Pongamos un ejemplo muy rápido: cuando una persona recibe las llaves de una vivienda pública (por muy minúscula o miserable que fuese), esa persona no está disfrutando de un derecho, sino que el funcionario que se la entrega «está haciendo realidad el sueño de la casa propia», lo que no es exactamente lo mismo.
Si para concretar un derecho subjetivo hace falta un acto solemne que lo exteriorice (que muchas veces no hace falta), en Salta, el protagonista excluyente de este acto es siempre el funcionario que entrega las llaves y jamás ciudadano o la ciudadana que las recibe. Estos últimos son simplemente utilizados por poder para su propia glorificación.
Así sucede con un sinfín de derechos en Salta, lugar en donde el gobierno ha convencido a los ciudadanos que frente a un derecho subjetivo, reconocido en las leyes que nos rigen, no existe una obligación correlativa, sino que es la gracia, la sensibilidad o la generosidad de los funcionarios -especialmente la del Gobernador de la Provincia y su banda de amigos- la que hace posible que los bienes socialmente disponibles se repartan con alegría.
Salvo que hablemos de entregar a una hija a una red de tráfico de personas, todas las «entregas» son bonitas y emocionantes. ¿A quién no le gusta ver la sonrisa de un niño cuando un funcionario le regala una pelota o un oso de peluche?

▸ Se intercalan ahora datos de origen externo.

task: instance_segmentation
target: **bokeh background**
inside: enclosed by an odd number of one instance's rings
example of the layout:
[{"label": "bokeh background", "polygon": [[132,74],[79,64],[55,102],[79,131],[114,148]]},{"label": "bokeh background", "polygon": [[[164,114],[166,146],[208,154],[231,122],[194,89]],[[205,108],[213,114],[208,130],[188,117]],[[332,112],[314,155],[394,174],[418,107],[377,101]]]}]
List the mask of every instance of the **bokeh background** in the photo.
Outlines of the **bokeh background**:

Pero gobernar una sociedad exige algo más que esto. Y aunque parezca contradictorio, exige más del ciudadano que del gobernante, pues ya se sabe que este último lo único que pretende es caerle bien a la gente.

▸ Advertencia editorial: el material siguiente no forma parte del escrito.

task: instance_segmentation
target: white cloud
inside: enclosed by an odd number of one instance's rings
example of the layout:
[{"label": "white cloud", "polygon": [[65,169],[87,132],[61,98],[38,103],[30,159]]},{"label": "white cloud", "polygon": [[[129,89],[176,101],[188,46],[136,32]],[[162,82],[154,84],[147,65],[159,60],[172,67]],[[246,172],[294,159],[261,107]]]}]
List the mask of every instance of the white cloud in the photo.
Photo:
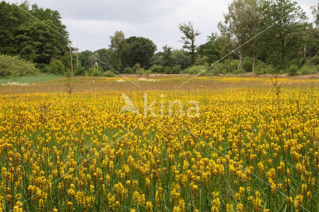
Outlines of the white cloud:
[{"label": "white cloud", "polygon": [[[19,0],[19,3],[22,0]],[[14,0],[10,1],[14,1]],[[181,36],[179,23],[192,20],[202,33],[197,44],[204,43],[206,36],[218,32],[217,25],[223,20],[232,0],[29,0],[44,8],[59,11],[67,26],[70,38],[85,49],[108,48],[110,36],[122,30],[126,37],[146,37],[152,40],[161,50],[167,44],[181,48],[178,41]],[[310,7],[318,2],[297,1],[313,20]],[[17,2],[15,1],[14,2]]]}]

El ciudadano en cambio, debe aprender que frente a las inclinaciones demagógicas del poder, su papel no debe ser el de mero coadyuvante, el de miembro de la «claque» que aplaude al dadivoso de turno. Debe empezar sabiendo que en el momento en que tiene en sus manos una vivienda, un abono de transporte, un par de anteojos, una prestación social de cualquier naturaleza, es porque hay por detrás un esfuerzo social generalmente costoso y no una gracia política.